Obstacles included websites that had been blocked by the government, or the stifling of information by other measures, such as banning people from using the internet and mobile data connections.
The report highlights concerns from digital freedoms experts that Russia is building its own parallel internet. Around the world, a number of countries are attempting to control online spaces, with China’s so-called “Great Firewall” the most obvious example.
According to the report, published in February, the number of internet pages banned by Russia’s state communications watchdog, Roskomnadzor, jumped from over 161,000 in 2018 to nearly 273,000 in 2019. During the same period, the number of state-sponsored cyber attacks against individuals rose from 20 to 32.
According to Stanislav Shakirov, Roskomsvoboda’s co-founder and technical director, Russia’s crackdown on the internet begins with communication providers. “Cross-border channels have become under state control over the past 10 years,” said Shakirov. “The key players in the operator’s market, which are communication providers and data center owners, are now controlled by the authorities.”

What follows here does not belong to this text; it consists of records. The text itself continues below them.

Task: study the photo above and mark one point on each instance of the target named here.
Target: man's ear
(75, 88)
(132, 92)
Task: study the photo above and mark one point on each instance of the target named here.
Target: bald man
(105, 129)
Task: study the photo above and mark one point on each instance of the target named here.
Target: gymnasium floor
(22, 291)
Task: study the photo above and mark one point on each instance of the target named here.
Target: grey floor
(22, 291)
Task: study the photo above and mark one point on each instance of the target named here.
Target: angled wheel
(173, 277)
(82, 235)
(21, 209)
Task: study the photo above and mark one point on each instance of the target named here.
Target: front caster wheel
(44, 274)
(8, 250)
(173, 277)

The report highlights the government’s intensifying crackdown on the internet. Russia has introduced tough internet laws in the past five years, requiring search engines to delete some results, messaging services to share encryption keys with security services, and social networks to store their user data on servers within Russia.
Roskomnadzor’s ability to manage and block digital content was expanded last year by the introduction of the so-called “sovereign internet law.” This legislation gives the Kremlin the option to switch off digital connections within Russia or restrict access to the worldwide web in “emergency” situations.

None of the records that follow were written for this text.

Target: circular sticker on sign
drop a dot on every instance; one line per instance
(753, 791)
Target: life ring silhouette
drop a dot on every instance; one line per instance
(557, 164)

Internet service providers are also required to install equipment utilizing a method of data processing known as deep packet inspection (DPI), which can identify the source of traffic and filter content. In practice, DPI will allow Roskomnadzor to be more effective at blocking sites.
Deep packet inspection is often used by authoritarian governments to surveil its citizens and censor content deemed unlawful. According to Wired, DPI is the “equivalent of opening up letters in a postal depot and reading the contents.”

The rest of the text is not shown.